Der erste war Saturninus. Er gab die Erklärung ab, dass er die Jungen zwar verurteilen, aber nicht gerade zum Tode verurteilen wolle, da er sich gegen die ewige Ordnung vergehen würde, wollte er im Angesichte seiner eigenen drei Kinder den Kindern eines anderen Vaters durch seine Stimme den Tod geben. Wie er, so stimmten auch die beiden Legaten, und diesen schlossen sich noch einige andere Stimmen an.

Bei Volumnius aber begann das schwarze Los, und nach ihm sprachen alle die Jünglinge des Todes schuldig, die einen dem König zu Gefallen, die anderen umgekehrt aus Schadenfreude gegen Herodes, kein einziger aus verletztem Gerechtigkeitsgefühle.
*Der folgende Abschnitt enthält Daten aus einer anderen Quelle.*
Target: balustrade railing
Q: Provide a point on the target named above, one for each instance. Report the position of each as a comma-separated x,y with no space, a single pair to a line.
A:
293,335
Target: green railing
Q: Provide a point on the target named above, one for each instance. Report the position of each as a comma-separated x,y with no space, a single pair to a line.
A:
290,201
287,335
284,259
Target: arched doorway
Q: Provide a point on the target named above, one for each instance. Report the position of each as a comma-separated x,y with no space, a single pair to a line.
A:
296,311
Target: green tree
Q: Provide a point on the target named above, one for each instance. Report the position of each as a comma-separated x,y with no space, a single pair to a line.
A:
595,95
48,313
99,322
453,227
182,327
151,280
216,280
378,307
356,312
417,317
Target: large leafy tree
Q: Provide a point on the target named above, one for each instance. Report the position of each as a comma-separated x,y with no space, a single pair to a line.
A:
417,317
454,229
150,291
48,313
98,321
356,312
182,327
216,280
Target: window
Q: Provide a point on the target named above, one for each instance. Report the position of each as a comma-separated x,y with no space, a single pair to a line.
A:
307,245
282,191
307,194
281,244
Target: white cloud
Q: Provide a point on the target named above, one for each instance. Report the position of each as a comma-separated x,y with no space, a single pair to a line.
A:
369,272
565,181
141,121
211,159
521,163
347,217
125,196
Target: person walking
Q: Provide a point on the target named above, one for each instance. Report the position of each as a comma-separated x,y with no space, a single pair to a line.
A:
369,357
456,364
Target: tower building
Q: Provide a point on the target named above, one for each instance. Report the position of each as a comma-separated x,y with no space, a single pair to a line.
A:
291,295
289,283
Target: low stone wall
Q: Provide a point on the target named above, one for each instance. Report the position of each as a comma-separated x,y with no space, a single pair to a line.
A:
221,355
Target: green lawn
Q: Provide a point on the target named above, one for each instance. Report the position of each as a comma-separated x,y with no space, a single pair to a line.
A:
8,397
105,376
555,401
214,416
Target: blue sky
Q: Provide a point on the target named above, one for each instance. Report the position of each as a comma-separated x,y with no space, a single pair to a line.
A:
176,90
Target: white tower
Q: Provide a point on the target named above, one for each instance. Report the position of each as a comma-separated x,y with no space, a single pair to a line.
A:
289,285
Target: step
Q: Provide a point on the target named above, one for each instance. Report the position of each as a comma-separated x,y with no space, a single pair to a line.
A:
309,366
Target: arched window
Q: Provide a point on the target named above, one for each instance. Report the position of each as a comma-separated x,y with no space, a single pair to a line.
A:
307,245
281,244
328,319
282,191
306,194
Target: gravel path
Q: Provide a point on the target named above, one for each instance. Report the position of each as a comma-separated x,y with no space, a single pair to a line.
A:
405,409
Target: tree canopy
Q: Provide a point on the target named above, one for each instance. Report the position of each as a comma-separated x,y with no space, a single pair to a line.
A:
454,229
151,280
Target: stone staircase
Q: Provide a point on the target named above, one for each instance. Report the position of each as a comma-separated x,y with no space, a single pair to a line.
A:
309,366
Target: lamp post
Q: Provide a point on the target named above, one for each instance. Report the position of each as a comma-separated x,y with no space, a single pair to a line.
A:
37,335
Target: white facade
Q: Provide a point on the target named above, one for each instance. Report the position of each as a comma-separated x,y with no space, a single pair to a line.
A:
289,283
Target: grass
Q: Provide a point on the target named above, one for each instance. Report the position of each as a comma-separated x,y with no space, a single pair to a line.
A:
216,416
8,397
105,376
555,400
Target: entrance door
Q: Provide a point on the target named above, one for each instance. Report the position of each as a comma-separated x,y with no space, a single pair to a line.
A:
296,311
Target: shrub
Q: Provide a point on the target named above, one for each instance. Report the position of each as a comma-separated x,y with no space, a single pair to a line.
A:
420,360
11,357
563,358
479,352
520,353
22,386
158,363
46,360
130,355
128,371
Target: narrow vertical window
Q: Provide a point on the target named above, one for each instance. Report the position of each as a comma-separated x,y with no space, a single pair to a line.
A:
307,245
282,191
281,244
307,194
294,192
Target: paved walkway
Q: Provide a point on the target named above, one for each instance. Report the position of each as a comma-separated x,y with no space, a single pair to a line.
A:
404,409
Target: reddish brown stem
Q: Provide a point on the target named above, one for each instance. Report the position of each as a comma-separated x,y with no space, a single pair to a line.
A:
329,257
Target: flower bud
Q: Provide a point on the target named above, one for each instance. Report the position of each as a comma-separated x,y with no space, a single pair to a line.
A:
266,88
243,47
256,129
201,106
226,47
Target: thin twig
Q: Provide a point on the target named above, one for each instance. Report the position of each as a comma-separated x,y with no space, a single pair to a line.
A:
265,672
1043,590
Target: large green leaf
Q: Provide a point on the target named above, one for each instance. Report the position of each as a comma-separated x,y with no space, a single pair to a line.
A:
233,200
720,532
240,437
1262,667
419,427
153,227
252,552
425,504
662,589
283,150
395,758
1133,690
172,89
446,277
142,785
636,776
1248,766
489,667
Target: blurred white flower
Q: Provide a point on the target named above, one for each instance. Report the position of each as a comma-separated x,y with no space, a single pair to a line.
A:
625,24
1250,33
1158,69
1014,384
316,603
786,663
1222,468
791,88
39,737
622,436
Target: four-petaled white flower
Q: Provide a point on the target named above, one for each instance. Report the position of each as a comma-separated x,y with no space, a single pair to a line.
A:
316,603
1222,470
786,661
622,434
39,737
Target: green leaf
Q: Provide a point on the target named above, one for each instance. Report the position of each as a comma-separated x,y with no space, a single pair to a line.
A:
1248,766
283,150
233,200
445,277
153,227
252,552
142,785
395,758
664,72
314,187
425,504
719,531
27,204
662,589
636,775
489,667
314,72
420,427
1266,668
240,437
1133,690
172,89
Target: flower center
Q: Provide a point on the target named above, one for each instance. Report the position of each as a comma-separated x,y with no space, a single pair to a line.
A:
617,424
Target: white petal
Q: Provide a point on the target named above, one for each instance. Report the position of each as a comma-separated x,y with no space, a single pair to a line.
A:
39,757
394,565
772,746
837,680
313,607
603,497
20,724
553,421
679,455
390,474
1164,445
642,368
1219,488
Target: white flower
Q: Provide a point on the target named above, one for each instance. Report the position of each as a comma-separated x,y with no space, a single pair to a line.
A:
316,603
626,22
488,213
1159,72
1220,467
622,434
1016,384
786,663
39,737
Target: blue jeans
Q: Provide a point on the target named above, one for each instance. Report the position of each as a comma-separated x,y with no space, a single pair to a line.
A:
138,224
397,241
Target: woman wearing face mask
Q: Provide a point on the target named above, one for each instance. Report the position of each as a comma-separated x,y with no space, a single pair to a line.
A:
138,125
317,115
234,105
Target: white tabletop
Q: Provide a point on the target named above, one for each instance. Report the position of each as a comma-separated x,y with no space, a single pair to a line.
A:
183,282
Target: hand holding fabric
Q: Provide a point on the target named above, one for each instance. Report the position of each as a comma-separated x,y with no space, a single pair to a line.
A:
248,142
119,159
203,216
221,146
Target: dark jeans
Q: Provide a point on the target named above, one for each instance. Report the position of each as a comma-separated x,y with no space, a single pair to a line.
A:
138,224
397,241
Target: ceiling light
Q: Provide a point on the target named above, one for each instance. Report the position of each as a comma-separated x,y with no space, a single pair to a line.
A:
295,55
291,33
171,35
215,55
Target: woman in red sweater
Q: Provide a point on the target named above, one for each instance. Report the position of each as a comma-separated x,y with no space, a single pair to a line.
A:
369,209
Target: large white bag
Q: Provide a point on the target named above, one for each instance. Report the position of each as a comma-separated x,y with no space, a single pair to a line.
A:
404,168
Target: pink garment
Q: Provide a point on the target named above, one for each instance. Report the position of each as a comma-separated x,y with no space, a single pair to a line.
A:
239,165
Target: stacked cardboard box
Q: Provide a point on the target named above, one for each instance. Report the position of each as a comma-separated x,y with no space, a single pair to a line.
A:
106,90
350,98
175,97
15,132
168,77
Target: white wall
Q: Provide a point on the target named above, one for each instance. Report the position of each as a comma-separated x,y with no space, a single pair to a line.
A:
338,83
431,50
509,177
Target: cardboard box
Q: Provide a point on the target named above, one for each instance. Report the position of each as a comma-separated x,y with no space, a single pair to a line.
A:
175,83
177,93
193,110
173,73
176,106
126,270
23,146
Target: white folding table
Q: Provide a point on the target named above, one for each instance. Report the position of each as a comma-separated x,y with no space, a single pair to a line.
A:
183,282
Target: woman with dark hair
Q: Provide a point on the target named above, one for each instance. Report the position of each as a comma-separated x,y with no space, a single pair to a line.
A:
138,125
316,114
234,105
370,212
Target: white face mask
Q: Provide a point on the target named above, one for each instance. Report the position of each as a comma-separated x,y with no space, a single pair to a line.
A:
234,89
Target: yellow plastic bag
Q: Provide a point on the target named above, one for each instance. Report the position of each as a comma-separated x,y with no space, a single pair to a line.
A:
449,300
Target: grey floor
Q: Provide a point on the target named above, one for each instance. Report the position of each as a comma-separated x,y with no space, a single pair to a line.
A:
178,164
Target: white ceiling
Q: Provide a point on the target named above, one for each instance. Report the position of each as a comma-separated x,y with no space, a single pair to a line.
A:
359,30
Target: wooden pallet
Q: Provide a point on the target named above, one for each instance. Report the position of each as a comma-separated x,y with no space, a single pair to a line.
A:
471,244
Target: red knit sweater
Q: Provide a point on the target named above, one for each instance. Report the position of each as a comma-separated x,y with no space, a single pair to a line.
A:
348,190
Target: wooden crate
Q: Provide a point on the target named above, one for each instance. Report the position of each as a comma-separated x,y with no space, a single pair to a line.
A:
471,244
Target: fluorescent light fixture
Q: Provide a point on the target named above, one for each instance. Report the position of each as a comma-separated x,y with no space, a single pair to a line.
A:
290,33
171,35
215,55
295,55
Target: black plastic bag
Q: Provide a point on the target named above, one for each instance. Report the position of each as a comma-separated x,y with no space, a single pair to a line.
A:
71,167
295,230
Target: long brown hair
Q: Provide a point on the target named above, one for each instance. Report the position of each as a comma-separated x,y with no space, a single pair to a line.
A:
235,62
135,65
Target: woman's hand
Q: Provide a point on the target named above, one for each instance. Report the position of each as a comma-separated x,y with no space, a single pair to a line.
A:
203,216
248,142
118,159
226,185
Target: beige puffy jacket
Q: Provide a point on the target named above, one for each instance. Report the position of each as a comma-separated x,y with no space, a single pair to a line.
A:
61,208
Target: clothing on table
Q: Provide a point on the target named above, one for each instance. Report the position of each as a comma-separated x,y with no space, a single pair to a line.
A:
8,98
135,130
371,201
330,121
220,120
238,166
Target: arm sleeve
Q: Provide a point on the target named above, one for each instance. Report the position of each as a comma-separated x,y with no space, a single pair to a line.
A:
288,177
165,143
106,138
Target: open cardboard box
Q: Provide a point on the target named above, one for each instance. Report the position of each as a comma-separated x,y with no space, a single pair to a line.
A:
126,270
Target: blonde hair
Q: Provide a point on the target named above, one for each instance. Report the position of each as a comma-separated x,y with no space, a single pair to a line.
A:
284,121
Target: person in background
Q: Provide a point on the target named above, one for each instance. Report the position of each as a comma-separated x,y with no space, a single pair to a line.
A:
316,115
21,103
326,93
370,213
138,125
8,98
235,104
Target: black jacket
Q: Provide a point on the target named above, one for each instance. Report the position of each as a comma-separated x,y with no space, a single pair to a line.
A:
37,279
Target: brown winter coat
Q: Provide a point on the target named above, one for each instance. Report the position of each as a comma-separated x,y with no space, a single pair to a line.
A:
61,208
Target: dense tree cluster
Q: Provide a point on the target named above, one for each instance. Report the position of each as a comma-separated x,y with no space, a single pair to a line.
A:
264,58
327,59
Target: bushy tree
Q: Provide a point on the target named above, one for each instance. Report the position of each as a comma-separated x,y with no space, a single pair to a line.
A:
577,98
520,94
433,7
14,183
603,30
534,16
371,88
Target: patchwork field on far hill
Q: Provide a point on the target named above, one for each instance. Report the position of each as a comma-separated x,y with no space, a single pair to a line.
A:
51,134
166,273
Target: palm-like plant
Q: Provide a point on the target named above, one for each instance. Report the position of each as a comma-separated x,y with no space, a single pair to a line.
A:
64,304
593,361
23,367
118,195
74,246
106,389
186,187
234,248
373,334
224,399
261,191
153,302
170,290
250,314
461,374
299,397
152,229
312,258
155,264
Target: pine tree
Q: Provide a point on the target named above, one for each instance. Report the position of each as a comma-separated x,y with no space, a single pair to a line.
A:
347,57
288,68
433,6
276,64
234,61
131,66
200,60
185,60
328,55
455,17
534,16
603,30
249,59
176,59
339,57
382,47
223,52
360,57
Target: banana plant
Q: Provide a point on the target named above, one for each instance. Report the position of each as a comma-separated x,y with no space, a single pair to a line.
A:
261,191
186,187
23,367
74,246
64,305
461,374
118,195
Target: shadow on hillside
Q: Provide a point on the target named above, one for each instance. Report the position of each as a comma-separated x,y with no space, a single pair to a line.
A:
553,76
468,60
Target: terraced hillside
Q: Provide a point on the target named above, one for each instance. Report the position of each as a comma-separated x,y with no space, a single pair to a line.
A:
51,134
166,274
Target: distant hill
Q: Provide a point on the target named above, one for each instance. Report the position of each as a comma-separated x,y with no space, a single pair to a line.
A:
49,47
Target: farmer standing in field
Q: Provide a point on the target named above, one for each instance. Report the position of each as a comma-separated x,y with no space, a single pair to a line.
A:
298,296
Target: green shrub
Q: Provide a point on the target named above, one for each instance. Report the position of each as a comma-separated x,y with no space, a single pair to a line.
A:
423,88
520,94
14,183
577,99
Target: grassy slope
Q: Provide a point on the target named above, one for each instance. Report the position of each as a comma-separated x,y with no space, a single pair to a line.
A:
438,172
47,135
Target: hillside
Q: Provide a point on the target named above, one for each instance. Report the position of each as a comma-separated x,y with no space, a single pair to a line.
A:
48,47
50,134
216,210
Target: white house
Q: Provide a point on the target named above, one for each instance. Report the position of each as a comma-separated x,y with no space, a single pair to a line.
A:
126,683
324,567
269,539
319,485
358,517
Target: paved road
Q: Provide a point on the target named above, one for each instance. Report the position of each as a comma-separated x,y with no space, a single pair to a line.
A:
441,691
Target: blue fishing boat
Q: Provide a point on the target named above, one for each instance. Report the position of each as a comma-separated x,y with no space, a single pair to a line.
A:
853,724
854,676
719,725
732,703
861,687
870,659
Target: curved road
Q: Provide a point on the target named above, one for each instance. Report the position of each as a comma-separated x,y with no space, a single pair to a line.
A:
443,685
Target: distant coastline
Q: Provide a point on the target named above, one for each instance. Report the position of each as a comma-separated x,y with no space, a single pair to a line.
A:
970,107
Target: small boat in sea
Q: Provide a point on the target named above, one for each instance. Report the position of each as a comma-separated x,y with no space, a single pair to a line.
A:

Ganz Syrien und das Judenland war jetzt in Spannung, wie das Drama enden würde: indes setzte niemand voraus, dass Herodes so blutdürstig sein könnte, um die eigenen Kinder zu schlachten. Und doch zerrte der Mensch seine Söhne mit sich nach Tyrus und fuhr von da zu Schiff nach Cäsarea hinab, nur um dort eine Gelegenheit zu erspähen, bei der er am besten die Prinzen vom Leben zum Tode bringen könnte.


Es war da ein alter königlicher Soldat, namens Tiron und der hatte einen mit Alexander sehr vertrauten und befreundeten Sohn. Da auch er selbst die beiden Prinzen außerordentlich lieb hatte, so kam er infolge seiner ganz außergewöhnlichen Entrüstung über ihre Behandlung von Sinnen. Er lief zuerst überall herum und schrie dabei, dass man die Gerechtigkeit mit Füßen getreten habe, dass die Wahrheit untergegangen, die Ordnung der Natur zerrüttet und das menschliche Leben ein Pfuhl von Ruchlosigkeiten sei, kurz alles mögliche, was nur einem Menschen, dem nichts mehr am Leben liegt, der wilde Schmerz einsagen kann. Endlich wagte er es sogar vor den König zu treten und fuhr ihn an:

Du musst ja, wie mir scheint, von allen Teufeln besessen sein, dass du dich gegen deine teuersten Pfänder von den ärgsten Bösewichtern einnehmen lassest, ich meine Pheroras und Salome, denen du, obgleich du selbst sie schon öfter des Todes würdig erklärt hast, trotz alledem gegen deine eigenen Kinder Glauben schenkest, diesen Elenden, sage ich, die deine ebenbürtigen Sprösslinge von der Nachfolge ausschließen und dich ganz allein auf Antipater stellen wollen, damit sie, wenn der König geworden, an ihm ein sehr gefügiges Werkzeug erhalten.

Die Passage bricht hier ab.